C’est l’arc de la consécration pour Zaraki. Après une défaite humiliante, il est révélé que Kenpachi se limitait inconsciemment depuis son enfance pour faire durer ses combats. Shunsui ordonne à Unohana (la première Kenpachi) de l’entraîner. Après l’avoir tué et ressuscité des centaines de fois, elle libère son véritable potentiel au prix de sa propre vie. Kenpachi entend enfin le nom de son sabre : Nozarashi.
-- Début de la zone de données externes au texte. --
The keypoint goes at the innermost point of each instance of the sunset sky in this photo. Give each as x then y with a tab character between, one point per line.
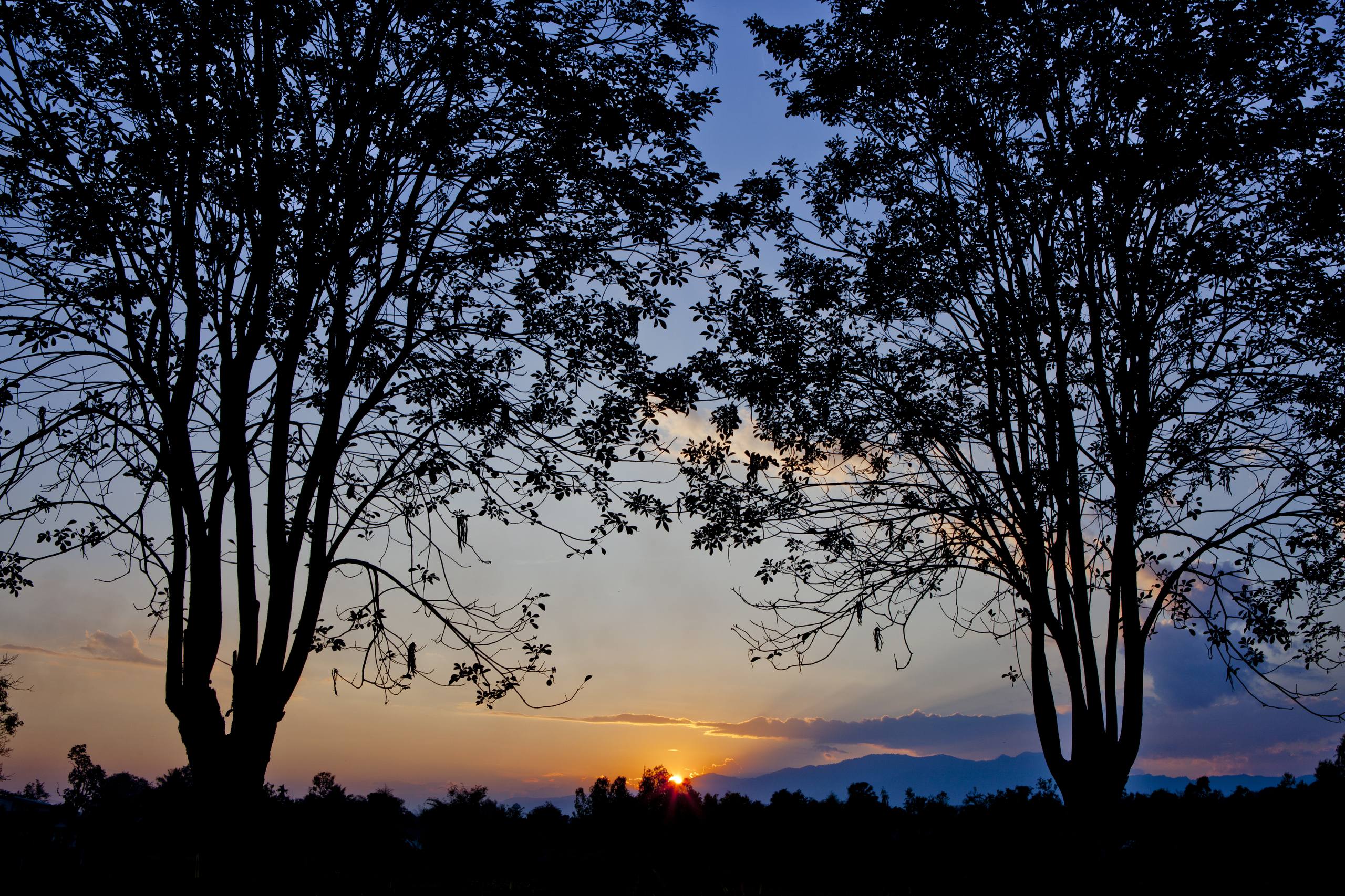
650	622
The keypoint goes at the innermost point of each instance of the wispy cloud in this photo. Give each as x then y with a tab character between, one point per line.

Sous sa forme Shikai, il pulvérise une météorite géante invoquée par Gremmy Thoumeaux, le Quincy capable de transformer l’imaginaire en réalité. Plus tard, face au géant Gerard Valkyrie, il libère son Bankai (une forme démoniaque rouge) avec l’aide de Yachiru, qui se révèle être la manifestation de son sabre. Sa puissance est telle que son propre corps manque de se briser sous la pression. Il termine la guerre comme le rempart ultime de la Soul Society. Dix ans plus tard, il est toujours capitaine, plus serein mais toujours aussi assoiffé de duels. Son importance est absolue : il est devenu le dieu du combat, ayant enfin fusionné avec son identité profonde de guerrier.
Douze ans après la guerre contre Yhwach, Kenpachi reste la force de dissuasion numéro un du Gotei 13. Lors du rituel pour Ukitake, il dégage une aura si intense qu’elle semble attirer les créatures de l’Enfer. Lorsque les portes s’ouvrent, il est le premier à se jeter dans la mêlée, ravi de trouver des adversaires qui ne meurent pas au premier coup. Son rôle dans cet arc est celui du destructeur nécessaire. Il affronte les entités infernales avec une joie sauvage, notant que leur Reiatsu a une odeur de "vieux sang". On sent chez lui une certaine inquiétude concernant l’absence de Yachiru, bien qu’il sache désormais qu’elle est en lui. Son importance narrative est liée à l’équilibre des âmes : en tant qu’être d’une puissance "capitaine" et plus, sa propre mort future poserait un problème immense à l’équilibre des mondes. Il représente le paradoxe du Gotei 13 : une force capable de protéger l’univers, mais dont l’existence même menace de briser les sceaux de l’Enfer par son simple poids spirituel. Il termine ce prologue prêt à plonger dans les abysses pour un duel éternel.